David and I are trying to hunker with the best of you.
I’m just not a very good hunkerer. I don’t even know if that is the noun of the verb “hunker.” Is it “hunkee,” “hunkeree,” “hunkerman” or “hunkerwoman”? He/she who hunks?
I’ll just have to use the word as a verb. It’s hard to be a grammarian. You can get so involved in the mechanics of the language that you forget to hunker.
David hunkers better than I do. Some people tend to hunker after retirement. I guess after 41 years of working at a desk doing engineer stuff, you deserve to hunker for an equal amount of time. So he’ll hunker until he’s 105.
That’s a lot of hunkering through “American Pickers” and “Pawn Stars,” his lunchtime entertainment. For a while he hunkered in front of a show about finding the Confederate treasure, but the hunkering outlasted the finding. It’s still lost.
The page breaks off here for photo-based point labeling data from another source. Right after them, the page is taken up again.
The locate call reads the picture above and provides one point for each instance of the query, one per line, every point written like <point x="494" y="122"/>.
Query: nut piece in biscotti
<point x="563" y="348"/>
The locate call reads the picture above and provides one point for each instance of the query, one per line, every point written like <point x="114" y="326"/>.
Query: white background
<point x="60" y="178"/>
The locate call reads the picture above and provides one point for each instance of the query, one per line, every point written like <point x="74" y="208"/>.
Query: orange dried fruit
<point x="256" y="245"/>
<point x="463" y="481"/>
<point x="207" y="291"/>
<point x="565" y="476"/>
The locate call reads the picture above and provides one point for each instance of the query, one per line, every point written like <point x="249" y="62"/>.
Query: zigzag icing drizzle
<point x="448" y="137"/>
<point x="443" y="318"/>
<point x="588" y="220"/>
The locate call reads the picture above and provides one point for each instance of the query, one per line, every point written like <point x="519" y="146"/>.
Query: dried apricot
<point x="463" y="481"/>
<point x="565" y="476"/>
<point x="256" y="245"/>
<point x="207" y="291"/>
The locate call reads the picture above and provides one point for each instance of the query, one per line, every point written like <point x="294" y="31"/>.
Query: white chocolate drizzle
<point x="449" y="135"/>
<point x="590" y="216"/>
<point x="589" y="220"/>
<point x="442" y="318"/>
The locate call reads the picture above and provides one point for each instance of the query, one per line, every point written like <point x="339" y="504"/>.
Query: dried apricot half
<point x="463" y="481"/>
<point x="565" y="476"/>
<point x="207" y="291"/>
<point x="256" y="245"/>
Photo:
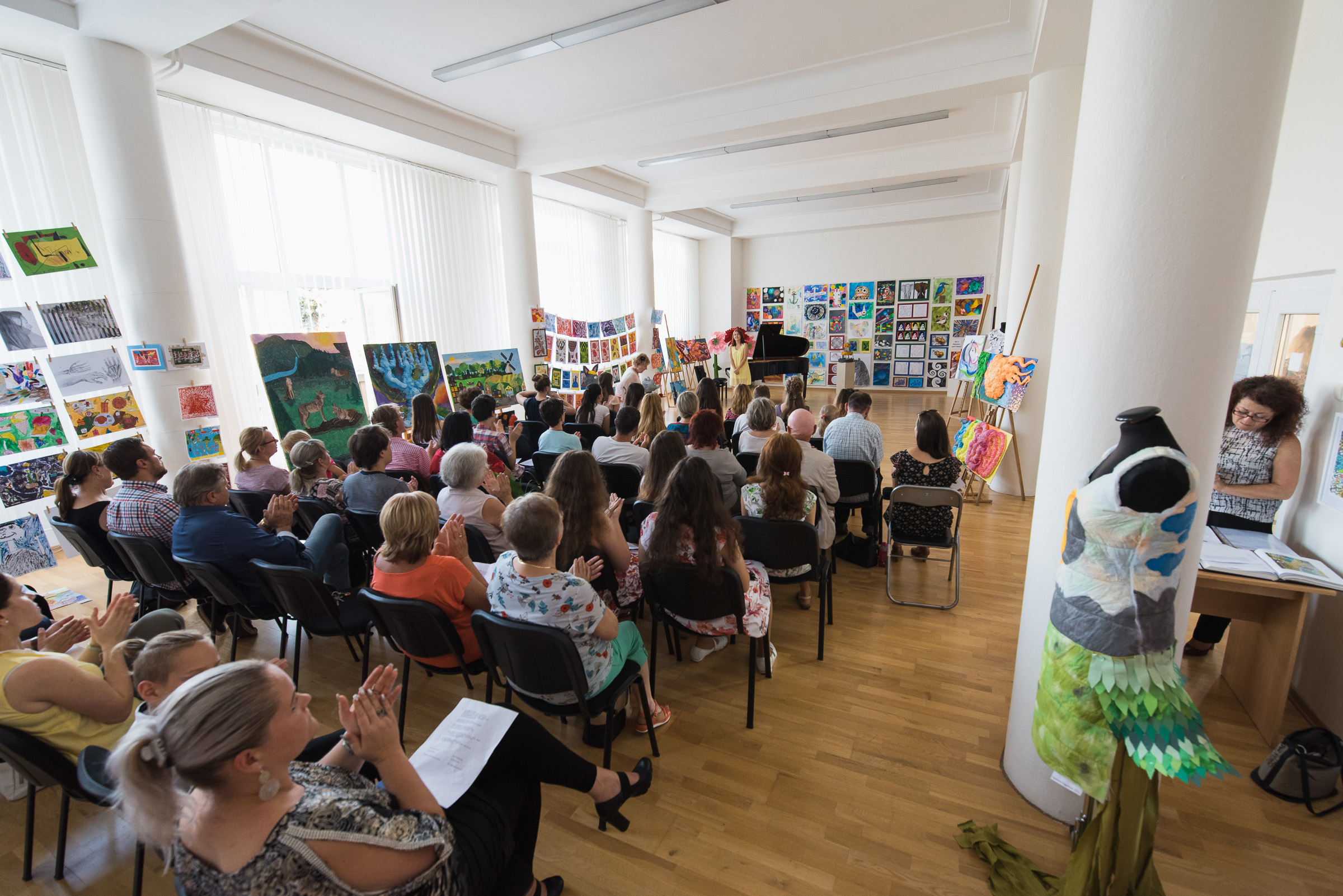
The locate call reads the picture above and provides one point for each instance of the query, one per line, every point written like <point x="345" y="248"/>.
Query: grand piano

David likes most of all to take a break from hunkering inside and work out in the yard. I made him a happy camper last week by buying him a sweet gum ball picker upper. He must have rolled up tens of thousands of them. I saw where people buy those annoying little prickly balls on Etsy to make wreaths and other sweet gummy household decorations.
I showed David where he could make $5 for 50 balls. He scoffed.
“I’d have to package them up and mail them,” he said. He’d rather hunker.
I like to shop. I think that’s why I’m not really good at hunkering. You can’t hunker and shop. Hunkering infers not shopping, so I am not interested.
Two of my daughters and three of my sons have been telling me the past week to hunker better. They are appalled if I tell them I went to a store, even though I stay away from everyone and use a gallon of hand sanitizer. I slather. I am a good slatherer.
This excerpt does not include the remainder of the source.